Intrinsic resistance to aminoglycosides in Enterococcus faecium is conferred by the 16S rRNA m5C1404-specific methyltransferase EfmM.

机构信息

Unité des Agents Antibactériens, Institut Pasteur, F-75724 Paris Cedex 15, France.

出版信息

RNA. 2011 Feb;17(2):251-62. doi: 10.1261/rna.2233511. Epub 2010 Dec 15.

DOI:10.1261/rna.2233511
PMID:21159796
原文链接:https://pmc.ncbi.nlm.nih.gov/articles/PMC3022275/
Abstract

Aminoglycosides are ribosome-targeting antibiotics and a major drug group of choice in the treatment of serious enterococcal infections. Here we show that aminoglycoside resistance in Enterococcus faecium strain CIP 54-32 is conferred by the chromosomal gene efmM, encoding the E. faecium methyltransferase, as well as by the previously characterized aac(6')-Ii that encodes a 6'-N-aminoglycoside acetyltransferase. Inactivation of efmM in E. faecium increases susceptibility to the aminoglycosides kanamycin and tobramycin, and, conversely, expression of a recombinant version of efmM in Escherichia coli confers resistance to these drugs. The EfmM protein shows significant sequence similarity to E. coli RsmF (previously called YebU), which is a 5-methylcytidine (m⁵C) methyltransferase modifying 16S rRNA nucleotide C1407. The target for EfmM is shown by mass spectrometry to be a neighboring 16S rRNA nucleotide at C1404. EfmM uses the methyl group donor S-adenosyl-L-methionine to catalyze formation of m⁵C1404 on the 30S ribosomal subunit, whereas naked 16S rRNA and the 70S ribosome are not substrates. Addition of the 5-methyl to C1404 sterically hinders aminoglycoside binding.

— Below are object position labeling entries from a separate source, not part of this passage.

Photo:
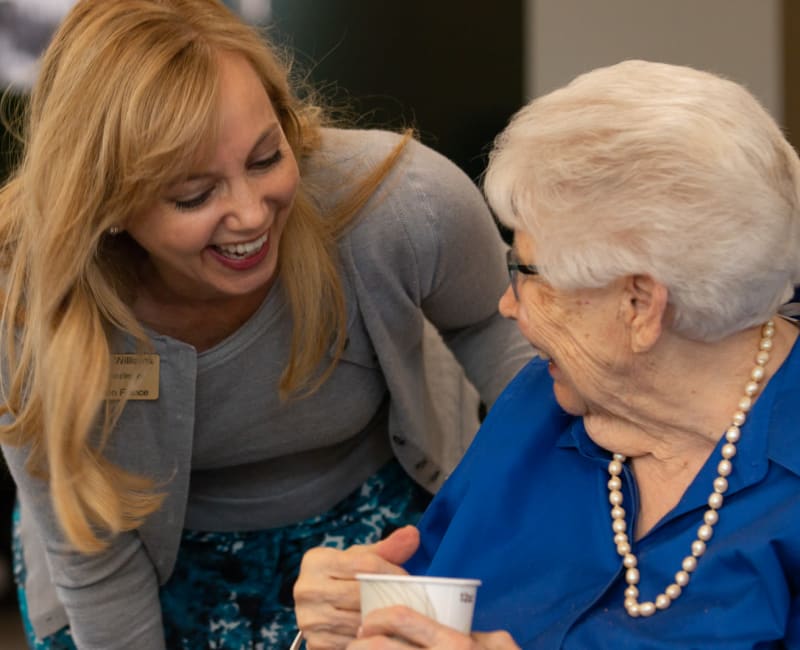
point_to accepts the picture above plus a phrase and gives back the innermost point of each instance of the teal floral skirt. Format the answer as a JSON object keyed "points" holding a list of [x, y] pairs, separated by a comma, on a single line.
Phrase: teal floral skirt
{"points": [[234, 590]]}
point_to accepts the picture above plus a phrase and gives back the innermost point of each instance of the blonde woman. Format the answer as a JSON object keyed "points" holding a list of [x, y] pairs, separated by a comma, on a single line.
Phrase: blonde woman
{"points": [[229, 333]]}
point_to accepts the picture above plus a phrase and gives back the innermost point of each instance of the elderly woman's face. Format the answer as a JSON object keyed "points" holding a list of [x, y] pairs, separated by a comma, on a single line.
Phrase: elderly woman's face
{"points": [[581, 332]]}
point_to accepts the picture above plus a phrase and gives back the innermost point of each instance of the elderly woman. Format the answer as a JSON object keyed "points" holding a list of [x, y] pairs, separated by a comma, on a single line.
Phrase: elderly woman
{"points": [[638, 486]]}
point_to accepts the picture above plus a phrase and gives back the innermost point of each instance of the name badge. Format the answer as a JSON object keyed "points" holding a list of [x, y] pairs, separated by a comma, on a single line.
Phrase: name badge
{"points": [[134, 376]]}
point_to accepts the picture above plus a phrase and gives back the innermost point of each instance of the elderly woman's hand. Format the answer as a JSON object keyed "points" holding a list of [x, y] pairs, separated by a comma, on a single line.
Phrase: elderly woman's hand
{"points": [[326, 594], [399, 628]]}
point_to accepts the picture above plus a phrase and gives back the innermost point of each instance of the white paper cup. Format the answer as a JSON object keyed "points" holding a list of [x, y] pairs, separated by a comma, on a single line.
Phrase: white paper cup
{"points": [[450, 601]]}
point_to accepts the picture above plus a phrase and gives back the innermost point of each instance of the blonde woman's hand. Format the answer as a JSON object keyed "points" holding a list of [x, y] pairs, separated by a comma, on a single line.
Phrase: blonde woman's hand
{"points": [[326, 594], [400, 628]]}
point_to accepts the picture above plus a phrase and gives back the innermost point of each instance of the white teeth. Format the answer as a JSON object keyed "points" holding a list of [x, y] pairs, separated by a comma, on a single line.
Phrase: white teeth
{"points": [[243, 250]]}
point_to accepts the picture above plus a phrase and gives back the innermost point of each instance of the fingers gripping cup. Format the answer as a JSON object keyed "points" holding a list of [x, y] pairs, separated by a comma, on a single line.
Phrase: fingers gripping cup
{"points": [[449, 601]]}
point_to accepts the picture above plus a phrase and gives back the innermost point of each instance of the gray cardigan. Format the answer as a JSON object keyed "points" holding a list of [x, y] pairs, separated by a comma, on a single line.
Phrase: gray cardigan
{"points": [[424, 267]]}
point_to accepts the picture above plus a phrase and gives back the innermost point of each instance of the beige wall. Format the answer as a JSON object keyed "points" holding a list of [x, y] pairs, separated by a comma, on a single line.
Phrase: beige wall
{"points": [[741, 39]]}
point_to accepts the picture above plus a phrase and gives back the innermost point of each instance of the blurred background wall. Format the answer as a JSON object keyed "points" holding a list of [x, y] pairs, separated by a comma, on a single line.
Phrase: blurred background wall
{"points": [[457, 69]]}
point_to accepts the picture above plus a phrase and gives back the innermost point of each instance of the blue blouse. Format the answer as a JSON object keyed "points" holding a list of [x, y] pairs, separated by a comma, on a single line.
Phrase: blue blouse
{"points": [[527, 512]]}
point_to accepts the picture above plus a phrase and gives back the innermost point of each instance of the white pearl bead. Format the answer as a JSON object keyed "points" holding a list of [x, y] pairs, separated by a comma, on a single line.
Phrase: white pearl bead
{"points": [[647, 608], [751, 388], [704, 533], [663, 601]]}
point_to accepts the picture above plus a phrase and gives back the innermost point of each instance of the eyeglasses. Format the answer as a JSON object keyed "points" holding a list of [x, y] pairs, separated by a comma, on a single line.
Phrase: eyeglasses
{"points": [[515, 268]]}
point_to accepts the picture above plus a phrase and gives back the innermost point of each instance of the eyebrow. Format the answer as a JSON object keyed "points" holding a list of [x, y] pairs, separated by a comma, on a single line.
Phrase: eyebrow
{"points": [[268, 133]]}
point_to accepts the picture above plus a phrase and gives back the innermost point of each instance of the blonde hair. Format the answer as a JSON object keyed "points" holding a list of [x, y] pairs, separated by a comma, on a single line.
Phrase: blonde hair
{"points": [[653, 168], [126, 96]]}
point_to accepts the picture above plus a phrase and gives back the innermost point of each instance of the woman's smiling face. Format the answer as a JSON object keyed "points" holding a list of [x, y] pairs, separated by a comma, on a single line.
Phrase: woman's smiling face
{"points": [[215, 234], [581, 332]]}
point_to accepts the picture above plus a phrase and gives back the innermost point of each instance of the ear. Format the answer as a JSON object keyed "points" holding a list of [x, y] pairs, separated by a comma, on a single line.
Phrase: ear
{"points": [[646, 307]]}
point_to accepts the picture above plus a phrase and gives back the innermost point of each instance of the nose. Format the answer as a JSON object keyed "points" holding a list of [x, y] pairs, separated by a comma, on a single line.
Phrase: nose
{"points": [[508, 304], [248, 208]]}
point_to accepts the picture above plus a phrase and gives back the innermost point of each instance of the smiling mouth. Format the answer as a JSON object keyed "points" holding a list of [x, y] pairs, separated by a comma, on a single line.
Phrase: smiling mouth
{"points": [[242, 251]]}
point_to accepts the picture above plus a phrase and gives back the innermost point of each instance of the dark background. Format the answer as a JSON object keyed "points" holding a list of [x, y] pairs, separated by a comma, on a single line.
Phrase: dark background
{"points": [[452, 69]]}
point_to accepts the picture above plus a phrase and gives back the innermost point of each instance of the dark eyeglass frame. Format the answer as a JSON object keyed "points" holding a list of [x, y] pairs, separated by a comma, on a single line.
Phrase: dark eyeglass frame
{"points": [[515, 268]]}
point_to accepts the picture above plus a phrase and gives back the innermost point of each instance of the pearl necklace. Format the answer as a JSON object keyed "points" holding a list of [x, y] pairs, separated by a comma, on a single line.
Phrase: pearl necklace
{"points": [[710, 517]]}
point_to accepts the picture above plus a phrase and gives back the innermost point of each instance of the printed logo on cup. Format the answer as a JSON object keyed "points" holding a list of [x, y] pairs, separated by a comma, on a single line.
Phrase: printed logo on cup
{"points": [[450, 601]]}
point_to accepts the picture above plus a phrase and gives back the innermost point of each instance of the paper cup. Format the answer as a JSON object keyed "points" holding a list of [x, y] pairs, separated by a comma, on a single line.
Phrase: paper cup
{"points": [[450, 601]]}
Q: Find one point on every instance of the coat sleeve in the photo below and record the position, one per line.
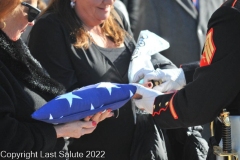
(215, 85)
(18, 134)
(50, 44)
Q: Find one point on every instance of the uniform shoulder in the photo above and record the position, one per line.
(235, 4)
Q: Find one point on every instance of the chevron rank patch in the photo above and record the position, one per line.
(209, 50)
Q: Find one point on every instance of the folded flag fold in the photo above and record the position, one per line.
(85, 101)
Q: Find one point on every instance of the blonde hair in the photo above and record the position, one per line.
(110, 27)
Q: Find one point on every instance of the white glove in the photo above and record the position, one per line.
(173, 79)
(148, 98)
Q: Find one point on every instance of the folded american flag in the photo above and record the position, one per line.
(85, 101)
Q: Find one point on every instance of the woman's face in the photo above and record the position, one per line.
(17, 22)
(93, 12)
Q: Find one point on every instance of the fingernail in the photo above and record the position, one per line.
(94, 123)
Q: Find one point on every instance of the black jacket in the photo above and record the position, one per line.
(51, 43)
(24, 87)
(215, 84)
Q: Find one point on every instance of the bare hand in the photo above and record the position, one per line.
(100, 116)
(75, 129)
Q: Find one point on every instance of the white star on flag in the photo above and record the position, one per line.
(107, 85)
(69, 97)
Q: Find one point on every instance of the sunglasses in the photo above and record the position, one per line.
(33, 12)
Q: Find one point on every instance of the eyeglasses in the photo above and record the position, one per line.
(33, 12)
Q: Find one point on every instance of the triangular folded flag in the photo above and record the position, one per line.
(85, 101)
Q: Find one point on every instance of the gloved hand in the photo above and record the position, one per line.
(148, 97)
(172, 79)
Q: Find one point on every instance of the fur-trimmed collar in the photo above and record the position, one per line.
(16, 56)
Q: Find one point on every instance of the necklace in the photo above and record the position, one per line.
(99, 37)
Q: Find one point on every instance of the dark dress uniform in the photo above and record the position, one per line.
(215, 83)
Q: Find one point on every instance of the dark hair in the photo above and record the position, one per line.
(7, 6)
(71, 20)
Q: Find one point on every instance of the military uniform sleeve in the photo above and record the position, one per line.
(215, 83)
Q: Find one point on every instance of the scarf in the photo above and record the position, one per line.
(18, 59)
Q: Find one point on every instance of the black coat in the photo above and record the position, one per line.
(24, 87)
(50, 42)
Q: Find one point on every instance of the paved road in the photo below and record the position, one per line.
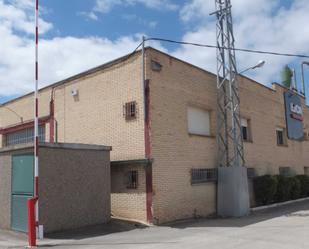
(279, 228)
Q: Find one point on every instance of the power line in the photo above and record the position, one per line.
(235, 49)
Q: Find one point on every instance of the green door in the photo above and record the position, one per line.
(22, 190)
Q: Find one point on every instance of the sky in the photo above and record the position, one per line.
(78, 35)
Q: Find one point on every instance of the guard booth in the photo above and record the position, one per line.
(74, 186)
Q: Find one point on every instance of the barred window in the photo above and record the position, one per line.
(246, 130)
(285, 171)
(130, 110)
(251, 173)
(132, 179)
(23, 136)
(203, 175)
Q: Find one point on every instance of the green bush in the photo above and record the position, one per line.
(295, 188)
(284, 189)
(304, 185)
(264, 189)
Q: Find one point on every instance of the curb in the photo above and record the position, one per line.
(278, 204)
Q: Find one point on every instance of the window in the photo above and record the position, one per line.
(23, 136)
(132, 179)
(198, 121)
(285, 171)
(245, 130)
(130, 110)
(203, 175)
(281, 136)
(251, 173)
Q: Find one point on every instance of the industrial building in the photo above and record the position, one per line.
(164, 157)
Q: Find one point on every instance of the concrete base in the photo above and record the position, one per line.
(233, 194)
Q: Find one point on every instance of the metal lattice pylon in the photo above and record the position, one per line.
(229, 138)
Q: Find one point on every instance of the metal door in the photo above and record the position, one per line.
(22, 190)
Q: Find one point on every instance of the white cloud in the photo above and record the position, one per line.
(261, 24)
(104, 6)
(59, 57)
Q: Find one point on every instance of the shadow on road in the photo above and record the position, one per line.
(300, 209)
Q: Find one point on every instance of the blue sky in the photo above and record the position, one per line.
(77, 35)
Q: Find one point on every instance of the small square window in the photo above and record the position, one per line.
(281, 136)
(198, 121)
(130, 110)
(156, 66)
(132, 179)
(285, 171)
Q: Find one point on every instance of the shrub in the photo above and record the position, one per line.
(295, 188)
(284, 188)
(264, 189)
(304, 185)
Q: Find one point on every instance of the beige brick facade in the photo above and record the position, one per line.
(96, 116)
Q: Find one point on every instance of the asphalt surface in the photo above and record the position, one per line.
(279, 228)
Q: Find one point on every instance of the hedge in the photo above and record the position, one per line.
(270, 189)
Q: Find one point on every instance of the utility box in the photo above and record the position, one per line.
(74, 186)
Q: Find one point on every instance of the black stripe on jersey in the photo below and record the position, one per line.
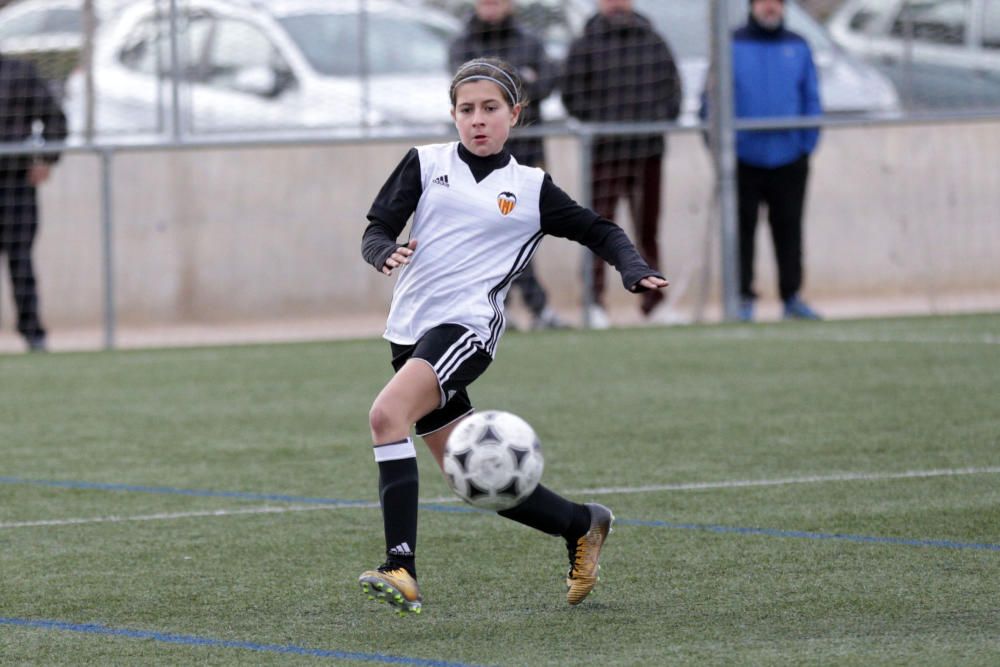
(460, 350)
(521, 261)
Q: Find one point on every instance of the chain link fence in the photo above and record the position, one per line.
(221, 155)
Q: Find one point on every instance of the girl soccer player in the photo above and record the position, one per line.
(478, 217)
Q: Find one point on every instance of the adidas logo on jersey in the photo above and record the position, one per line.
(401, 550)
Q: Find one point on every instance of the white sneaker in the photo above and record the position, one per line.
(597, 317)
(665, 315)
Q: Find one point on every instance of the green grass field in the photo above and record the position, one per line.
(786, 494)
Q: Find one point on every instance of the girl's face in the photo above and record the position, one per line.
(483, 116)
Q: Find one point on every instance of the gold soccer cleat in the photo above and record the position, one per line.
(585, 552)
(393, 585)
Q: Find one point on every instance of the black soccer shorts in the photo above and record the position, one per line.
(457, 357)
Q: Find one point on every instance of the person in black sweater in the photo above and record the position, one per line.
(25, 101)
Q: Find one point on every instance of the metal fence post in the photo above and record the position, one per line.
(724, 153)
(175, 74)
(107, 249)
(587, 199)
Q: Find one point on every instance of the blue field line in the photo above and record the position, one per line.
(807, 535)
(465, 509)
(193, 640)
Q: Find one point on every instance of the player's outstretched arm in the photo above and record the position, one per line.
(400, 257)
(651, 282)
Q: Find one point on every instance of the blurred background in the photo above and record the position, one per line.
(222, 155)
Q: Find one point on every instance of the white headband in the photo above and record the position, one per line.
(480, 77)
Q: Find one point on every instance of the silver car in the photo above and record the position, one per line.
(279, 65)
(941, 53)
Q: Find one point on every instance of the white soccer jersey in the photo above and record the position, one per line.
(477, 221)
(472, 241)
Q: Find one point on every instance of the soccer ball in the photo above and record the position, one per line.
(493, 460)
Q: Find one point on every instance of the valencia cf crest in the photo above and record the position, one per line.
(506, 201)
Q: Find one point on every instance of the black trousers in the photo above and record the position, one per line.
(18, 227)
(783, 191)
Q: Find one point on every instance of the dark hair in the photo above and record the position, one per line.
(496, 70)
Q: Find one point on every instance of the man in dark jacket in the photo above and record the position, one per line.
(621, 70)
(25, 101)
(493, 31)
(773, 77)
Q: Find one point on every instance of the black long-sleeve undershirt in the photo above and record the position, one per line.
(559, 215)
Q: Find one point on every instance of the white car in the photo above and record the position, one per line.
(940, 53)
(253, 66)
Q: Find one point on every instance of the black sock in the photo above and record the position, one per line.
(550, 513)
(398, 485)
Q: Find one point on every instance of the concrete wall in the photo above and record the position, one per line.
(254, 235)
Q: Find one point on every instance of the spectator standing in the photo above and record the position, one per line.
(773, 76)
(25, 101)
(621, 70)
(493, 31)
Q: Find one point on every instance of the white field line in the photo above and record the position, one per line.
(849, 337)
(167, 516)
(653, 488)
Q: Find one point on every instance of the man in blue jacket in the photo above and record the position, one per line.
(773, 77)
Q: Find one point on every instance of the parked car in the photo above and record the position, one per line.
(940, 53)
(275, 65)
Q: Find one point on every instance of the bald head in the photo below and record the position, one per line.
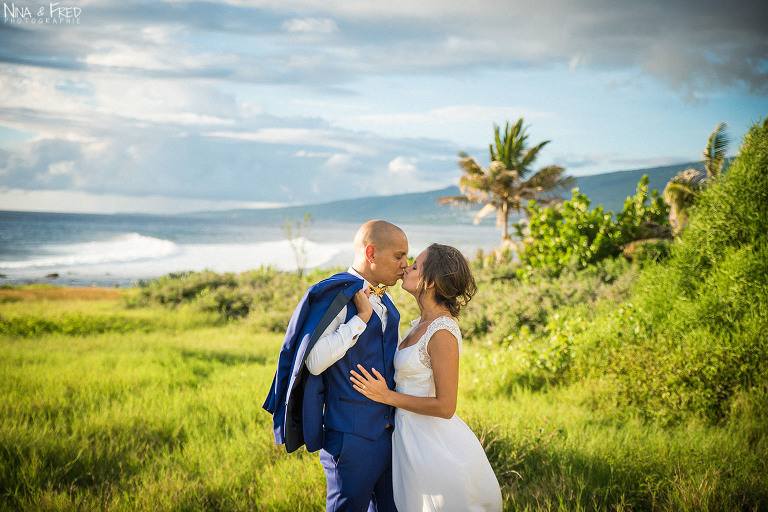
(378, 233)
(381, 251)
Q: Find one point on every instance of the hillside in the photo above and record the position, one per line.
(609, 190)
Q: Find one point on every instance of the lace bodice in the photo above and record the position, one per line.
(413, 366)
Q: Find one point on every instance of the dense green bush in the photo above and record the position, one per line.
(265, 296)
(505, 304)
(571, 236)
(704, 312)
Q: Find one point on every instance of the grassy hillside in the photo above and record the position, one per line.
(107, 404)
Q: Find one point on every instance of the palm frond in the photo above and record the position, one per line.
(717, 147)
(484, 211)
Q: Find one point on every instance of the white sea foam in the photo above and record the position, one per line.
(128, 247)
(138, 256)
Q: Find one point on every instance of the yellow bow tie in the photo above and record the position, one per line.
(378, 290)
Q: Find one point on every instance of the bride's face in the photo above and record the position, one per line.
(412, 274)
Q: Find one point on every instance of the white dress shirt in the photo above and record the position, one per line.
(339, 337)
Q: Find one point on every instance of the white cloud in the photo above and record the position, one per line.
(83, 202)
(402, 167)
(310, 26)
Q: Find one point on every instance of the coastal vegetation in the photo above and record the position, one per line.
(509, 182)
(594, 381)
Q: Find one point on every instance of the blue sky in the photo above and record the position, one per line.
(171, 106)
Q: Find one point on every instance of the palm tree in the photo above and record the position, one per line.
(682, 191)
(509, 183)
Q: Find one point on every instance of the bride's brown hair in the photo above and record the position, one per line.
(448, 269)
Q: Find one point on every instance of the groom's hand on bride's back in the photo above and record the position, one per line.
(363, 305)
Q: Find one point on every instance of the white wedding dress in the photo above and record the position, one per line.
(437, 463)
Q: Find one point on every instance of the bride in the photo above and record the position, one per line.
(438, 463)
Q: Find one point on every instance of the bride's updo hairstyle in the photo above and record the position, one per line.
(449, 270)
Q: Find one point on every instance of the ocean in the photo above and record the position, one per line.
(121, 250)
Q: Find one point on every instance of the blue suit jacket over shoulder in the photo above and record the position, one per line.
(285, 401)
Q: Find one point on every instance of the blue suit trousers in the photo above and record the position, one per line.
(358, 472)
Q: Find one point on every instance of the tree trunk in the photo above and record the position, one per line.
(505, 221)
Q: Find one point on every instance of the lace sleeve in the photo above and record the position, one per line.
(442, 322)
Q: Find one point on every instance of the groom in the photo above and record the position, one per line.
(340, 322)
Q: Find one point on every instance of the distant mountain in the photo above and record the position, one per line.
(609, 190)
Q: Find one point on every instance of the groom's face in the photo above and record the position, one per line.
(390, 260)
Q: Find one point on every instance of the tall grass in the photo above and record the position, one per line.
(170, 419)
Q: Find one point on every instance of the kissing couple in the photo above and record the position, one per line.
(380, 407)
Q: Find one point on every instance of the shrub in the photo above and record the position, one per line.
(705, 310)
(571, 236)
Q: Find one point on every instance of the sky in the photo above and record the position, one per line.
(174, 106)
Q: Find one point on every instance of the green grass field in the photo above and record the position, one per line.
(104, 407)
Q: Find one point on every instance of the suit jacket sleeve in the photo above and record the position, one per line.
(291, 374)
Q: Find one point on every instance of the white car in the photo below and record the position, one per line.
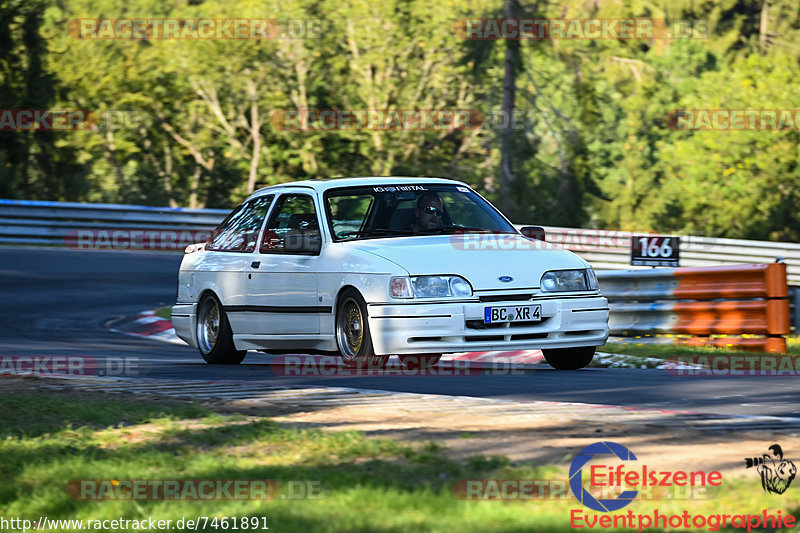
(370, 267)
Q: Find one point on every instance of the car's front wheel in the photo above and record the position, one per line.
(569, 358)
(214, 334)
(352, 333)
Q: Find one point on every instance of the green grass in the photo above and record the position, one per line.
(368, 484)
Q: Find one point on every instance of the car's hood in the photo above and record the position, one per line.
(481, 258)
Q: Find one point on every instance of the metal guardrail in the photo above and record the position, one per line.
(54, 223)
(610, 249)
(743, 301)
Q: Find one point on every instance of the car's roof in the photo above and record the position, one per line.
(321, 185)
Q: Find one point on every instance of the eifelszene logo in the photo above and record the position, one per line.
(576, 476)
(776, 472)
(608, 477)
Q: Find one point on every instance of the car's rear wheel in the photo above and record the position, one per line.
(214, 334)
(569, 358)
(352, 333)
(418, 361)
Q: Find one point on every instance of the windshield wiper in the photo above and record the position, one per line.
(379, 231)
(464, 229)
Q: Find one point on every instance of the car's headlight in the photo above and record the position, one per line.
(429, 287)
(569, 280)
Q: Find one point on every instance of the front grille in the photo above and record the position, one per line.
(506, 298)
(486, 338)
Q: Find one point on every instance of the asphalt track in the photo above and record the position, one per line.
(56, 302)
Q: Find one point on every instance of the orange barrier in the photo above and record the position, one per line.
(754, 344)
(743, 281)
(702, 301)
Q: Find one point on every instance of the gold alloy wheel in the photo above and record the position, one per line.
(208, 326)
(350, 329)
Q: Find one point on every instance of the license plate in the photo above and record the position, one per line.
(514, 313)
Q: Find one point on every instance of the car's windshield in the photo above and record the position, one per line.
(403, 210)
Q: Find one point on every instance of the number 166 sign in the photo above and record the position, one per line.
(654, 250)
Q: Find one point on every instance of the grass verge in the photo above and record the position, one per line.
(665, 351)
(366, 484)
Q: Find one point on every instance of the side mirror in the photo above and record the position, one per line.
(533, 232)
(303, 243)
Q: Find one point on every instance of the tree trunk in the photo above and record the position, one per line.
(507, 134)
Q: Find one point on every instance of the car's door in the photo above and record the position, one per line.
(282, 288)
(231, 250)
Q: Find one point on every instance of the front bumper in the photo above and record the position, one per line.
(458, 327)
(183, 320)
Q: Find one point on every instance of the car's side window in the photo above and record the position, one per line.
(239, 231)
(349, 213)
(292, 228)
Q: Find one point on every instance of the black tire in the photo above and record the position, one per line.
(214, 334)
(419, 361)
(352, 333)
(569, 358)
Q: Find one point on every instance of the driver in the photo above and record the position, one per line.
(428, 213)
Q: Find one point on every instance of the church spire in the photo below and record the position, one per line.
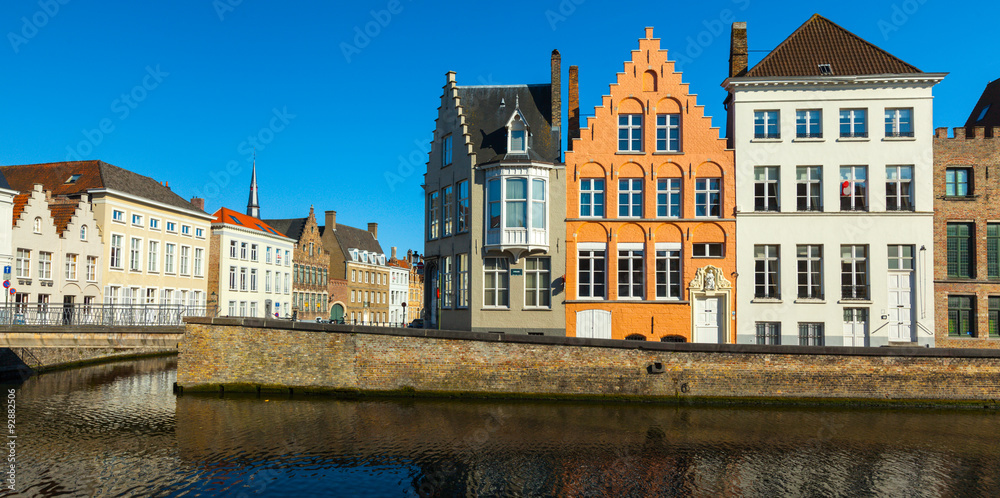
(253, 206)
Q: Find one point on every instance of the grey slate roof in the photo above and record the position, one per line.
(354, 238)
(487, 121)
(292, 227)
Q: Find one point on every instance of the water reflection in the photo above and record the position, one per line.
(117, 430)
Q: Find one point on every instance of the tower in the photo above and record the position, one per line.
(253, 206)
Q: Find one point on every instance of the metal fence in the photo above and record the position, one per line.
(103, 315)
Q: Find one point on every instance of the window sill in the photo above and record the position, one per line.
(766, 300)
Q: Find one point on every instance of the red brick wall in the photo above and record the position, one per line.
(981, 154)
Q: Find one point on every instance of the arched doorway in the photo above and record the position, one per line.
(336, 313)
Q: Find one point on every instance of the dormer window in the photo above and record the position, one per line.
(517, 134)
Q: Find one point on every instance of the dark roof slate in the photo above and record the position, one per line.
(990, 102)
(93, 175)
(487, 121)
(821, 41)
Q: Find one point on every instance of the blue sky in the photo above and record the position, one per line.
(178, 90)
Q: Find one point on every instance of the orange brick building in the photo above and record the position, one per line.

Crystallographic structure determination of EfmM at 2.28 Å resolution reveals an N-terminal domain connected to a central methyltransferase domain that is linked by a flexible lysine-rich region to two C-terminal subdomains. Mutagenesis of the methyltransferase domain established that two cysteines at specific tertiary locations are required for catalysis. The tertiary structure of EfmM is highly similar to that of RsmF, consistent with m⁵C formation at adjacent sites on the 30S subunit, while distinctive structural features account for the enzymes' respective specificities for nucleotides C1404 and C1407.

摘要

氨基糖苷类抗生素是一类靶向核糖体的抗生素,也是治疗严重肠球菌感染的主要药物。在这里,我们表明屎肠球菌 CIP 54-32 中的氨基糖苷类耐药性是由染色体基因 efmM 赋予的,该基因编码屎肠球菌甲基转移酶,以及先前表征的 aac(6')-Ii,它编码 6'-N-氨基糖苷乙酰转移酶。在屎肠球菌中失活 efmM 会增加对氨基糖苷类药物卡那霉素和妥布霉素的敏感性,反之,在大肠杆菌中表达重组版的 efmM 会赋予这些药物的抗性。EfmM 蛋白与大肠杆菌 RsmF(以前称为 YebU)具有显著的序列相似性,后者是一种修饰 16S rRNA 核苷酸 C1407 的 5-甲基胞嘧啶(m⁵C)甲基转移酶。通过质谱法显示,EfmM 的靶标是 30S 核糖体亚基上的邻近核苷酸 C1404。EfmM 使用甲基供体 S-腺苷-L-甲硫氨酸催化在 30S 核糖体亚基上形成 m⁵C1404,而裸露的 16S rRNA 和 70S 核糖体不是底物。C1404 上的 5-甲基的添加阻碍了氨基糖苷类药物的结合。EfmM 的晶体结构测定分辨率为 2.28 Å,揭示了一个连接到中央甲基转移酶结构域的 N 端结构域,该结构域通过富含赖氨酸的区域连接到两个 C 端亚结构域。对甲基转移酶结构域的突变建立了两个特定三级位置的半胱氨酸是催化所必需的。EfmM 的三级结构与 RsmF 高度相似,这与在 30S 亚基上相邻位置形成 m⁵C 一致,而独特的结构特征解释了这些酶对核苷酸 C1404 和 C1407 的各自特异性。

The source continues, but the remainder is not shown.